Des améliorations et des essais pour augmenter l’efficacité en 2022

À côté de cela, le vigneron a trouvé la prise en main plutôt facile. Il fait tourner la machine de Zasso sur un New Holland T4 de 90 ch en régime de prise de force 540 tr/min, à 1 500 tr/min et roule entre 3 et 4 km/h selon l’herbe. Il consomme légèrement plus qu’avec un pulvé. La génératrice de 1,2 tonne est montée sur un cadre Clemens avec écartement hydraulique.

En définitive, Sylvain Philip tire un bilan plutôt contrasté de sa saison d’utilisation. « J’étais très content au premier passage, mais une fois que les conditions deviennent plus sèches c’était moins réussi, conclut-il. Je me suis rendu compte aussi qu’il y avait encore des choses à régler et que le service après-vente était également à peaufiner. C’est normal, c’est une technologie nouvelle. En attendant cela fait cinq ans que j’essaie de lutter contre les érigérons et j’ai enfin trouvé quelque chose, ça reste à mon avis une solution d’avenir. »

Fin septembre, l’entreprise lui a présenté quelques améliorations pour la prochaine campagne. La pièce du palpeur, en fibre de verre, sera renforcée avec de l’acier pour limiter le risque de casse. Et la machine intégrera un nouveau logiciel, qui devrait pouvoir contrer les coups d’arc. Le vigneron essaiera également l’an prochain d’installer une petite cuve d’eau en amont pour humidifier le sol à hauteur de 50 l/ha environ, afin d’améliorer la conduction dans les plantes. Faute de quoi il devra probablement trouver une alternative pour les mois de juin à août.
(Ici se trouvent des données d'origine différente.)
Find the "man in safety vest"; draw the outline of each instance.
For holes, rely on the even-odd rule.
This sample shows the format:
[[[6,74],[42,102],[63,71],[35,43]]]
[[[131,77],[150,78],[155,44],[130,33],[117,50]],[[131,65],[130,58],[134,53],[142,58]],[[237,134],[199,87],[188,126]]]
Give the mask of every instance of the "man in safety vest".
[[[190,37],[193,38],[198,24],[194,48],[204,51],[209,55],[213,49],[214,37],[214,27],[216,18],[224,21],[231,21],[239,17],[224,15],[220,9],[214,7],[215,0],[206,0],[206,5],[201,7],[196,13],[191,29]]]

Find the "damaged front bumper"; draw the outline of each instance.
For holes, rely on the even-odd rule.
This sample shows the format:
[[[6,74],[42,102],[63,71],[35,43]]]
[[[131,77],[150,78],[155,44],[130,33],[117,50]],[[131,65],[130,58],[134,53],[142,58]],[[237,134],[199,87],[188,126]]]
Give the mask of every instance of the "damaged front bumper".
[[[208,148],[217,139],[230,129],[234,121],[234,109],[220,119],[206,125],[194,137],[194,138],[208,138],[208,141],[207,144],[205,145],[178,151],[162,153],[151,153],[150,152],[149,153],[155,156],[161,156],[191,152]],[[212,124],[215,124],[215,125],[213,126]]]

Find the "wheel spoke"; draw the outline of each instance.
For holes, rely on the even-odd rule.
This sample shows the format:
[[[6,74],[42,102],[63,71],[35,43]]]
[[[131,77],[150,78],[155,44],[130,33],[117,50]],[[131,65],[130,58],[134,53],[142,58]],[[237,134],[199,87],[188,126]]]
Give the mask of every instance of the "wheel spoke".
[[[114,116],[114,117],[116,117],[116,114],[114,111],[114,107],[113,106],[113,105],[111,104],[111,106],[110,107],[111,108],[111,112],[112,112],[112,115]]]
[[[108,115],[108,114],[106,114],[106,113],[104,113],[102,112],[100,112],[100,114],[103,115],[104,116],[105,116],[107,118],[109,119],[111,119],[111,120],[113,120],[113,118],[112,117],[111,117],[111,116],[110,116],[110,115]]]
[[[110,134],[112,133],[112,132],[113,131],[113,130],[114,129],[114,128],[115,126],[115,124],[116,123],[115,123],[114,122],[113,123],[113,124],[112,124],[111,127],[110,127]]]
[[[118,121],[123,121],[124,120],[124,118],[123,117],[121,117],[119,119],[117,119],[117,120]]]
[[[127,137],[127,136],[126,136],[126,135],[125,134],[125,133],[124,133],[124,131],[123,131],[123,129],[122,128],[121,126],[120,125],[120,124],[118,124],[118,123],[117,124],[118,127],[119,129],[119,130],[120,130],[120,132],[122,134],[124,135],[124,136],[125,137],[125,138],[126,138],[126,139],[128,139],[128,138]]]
« J’étais très content au premier passage. Quand les conditions s’assèchent c’est plus difficile »

repères

Domaine de Rochemond

Superficie 130 hectares

Appellations côtes-du-rhône, IGP oc et gard, vin de France

Commercialisation grande distribution (70 %), CHR et vente directe

Avis d’expert : Christophe Gaviglio, ingénieur mécanisation du vignoble à l’IFV

C’est une solution crédible, mais pas miraculeuse

Nous réalisons différents tests sur cette machine à l’IFV. L’efficacité est plutôt bonne, et elle est d’autant meilleure que la densité d’adventices est faible et que la vitesse de travail est lente. Plus les herbes sont hautes et plus il est difficile d’avoir un effet racinaire. Mais toutes les plantes n’ont pas la même faculté à conduire l’électricité. C’est une solution crédible, mais pas miracle. On peut avoir des échecs dans certaines situations. Depuis 2021 nous évaluons l’impact sur les organismes du sol, vers et microorganismes, pour trois ans. À première vue cela peut perturber quelques vers de terre, qui ressortent, mais tout comme le travail du sol est perturbant pour eux. Il faut voir au final l’intensité par rapport aux autres pratiques. Des études en grandes cultures ont montré un potentiel effet sur les populations, mais sur du désherbage en plein. En vigne la situation est différente.